First Comes Love, Then Comes Marriage?
Ask the Supremes
(originally published April 04, 2013)
The dust has settled after the media frenzy surrounding the Supreme Court hearings on two cases affecting the future of same-sex marriage in the United States. Whew! The gays and gay-friendlies partied. Jon Stewart skewered DOMA and its supporters on Comedy Central. The Republicans tried desperately to find someone – ANYONE – in their party to explain their position on marriage on CNN in a way that the general citizenry wouldn’t characterize as narrow-minded at best or bigoted at worst. That search is ongoing and a generous reward is offered to the finder.
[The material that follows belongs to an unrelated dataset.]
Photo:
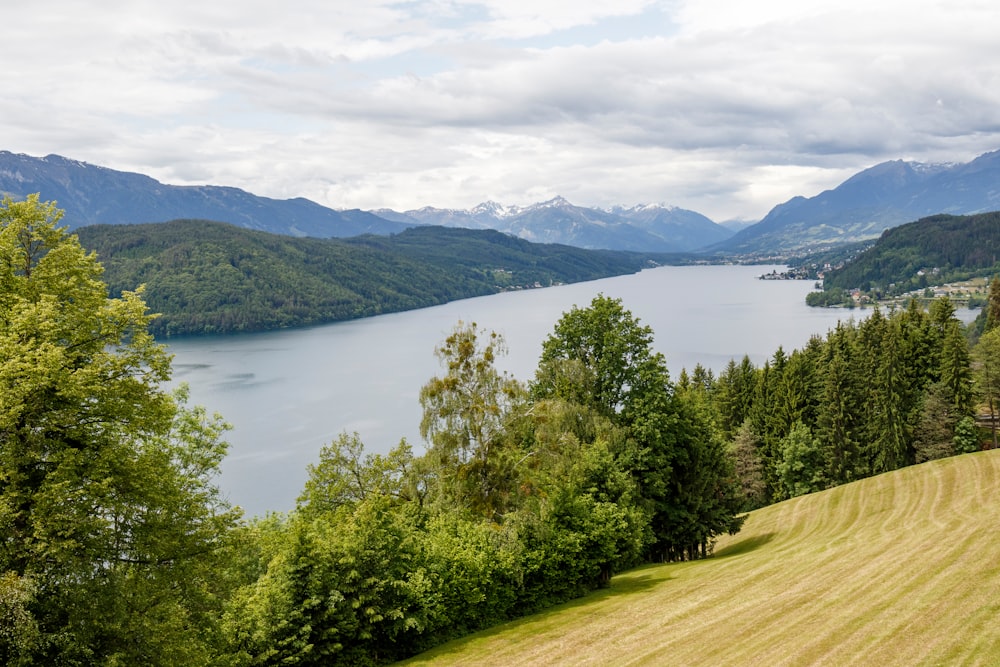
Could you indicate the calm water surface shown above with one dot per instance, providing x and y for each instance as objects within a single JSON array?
[{"x": 288, "y": 393}]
The hearings are over and the rulings expected in June. Eight Associate Justices and the Chief Justice hold the key to opening doors of equality that have been slammed shut since the founding fathers held these truths to be Self-evident in the Declaration of Independence in 1776. “…That all men are created equal, that they are endowed by their Creator with certain unalienable rights, among which are Life, Liberty and the pursuit of Happiness.”
I am amazed to realize I have seen all of these Supremes don the robes of the Court at the end of the required appointment process…
… Justice Sonia Sotomayor … is a Yale graduate who was appointed by President Barack Obama. She is the sole Hispanic Supreme. Justice Elena Kagan is another Obama appointee …at the time of her appointment she was Dean of the Harvard Law School…
In summation, Your Honors, I find that the fate of same-sex marriage in the United States in 2013 rests with folks who graduated either from Yale or Harvard law schools and were born in the New York/ New Jersey area on the East Coast or California on the West Coast with one stray Southerner thrown in for good measure. Well, maybe not good measure, but certainly thrown in.
The question before us today is whether this hodgepodge of political appointees will take its place in history as the Court that restores the unalienable rights of a minority of its LGBT citizens who have been made to feel “lesser than” and treated with discrimination that often threatens their Lives and their Liberty and always endangers their pursuit of Happiness.
I respectfully ask the Court to stand and deliver on the promises that have been the hopes and dreams of all Americans for more than two hundred years.
I rest my case.
Let’s Hear It for the Supremes!
(originally published June 26, 2013)
Well, I never. No, really, I never. Today’s decision by the Supreme Court of the United States to give equal federal treatment to same-sex marriage in the twelve states and District of Columbia that recognize these marriages is a stunning pivotal day in our nation’s history of constitutional revelation. I honestly thought this day was my dream to be realized in a future generation.
And while I understand the significance of this ruling for our country and for the message it sends around the world to other nations about American civil liberties, today the political became personal.
I share this day especially with the woman I love, a woman who has been with me through the battles in our state for justice and equality for the past twenty years and a woman who raised a son during difficult times of hurtful discrimination against them both. We live in the states of South Carolina and Texas which are states that are unaffected by this ruling. Yet we celebrate with our brothers and sisters who will benefit from the victory today and we will continue to work until all of us are treated fairly and have the opportunity to pursue happiness. Teresa, I share this day with you.
I have many personal heroes during the past twenty years of my activism in South Carolina – both sung and unsung. I am grateful to all of them for the labor we’ve made together in the days before Will and Grace and afterwards.
But today is Edith Windsor day for me. I will forever remember the petite 84-year-old lesbian from New York who changed the course of history with an outrageous act and a not-so-everyday rebellion. Thank you, Edie.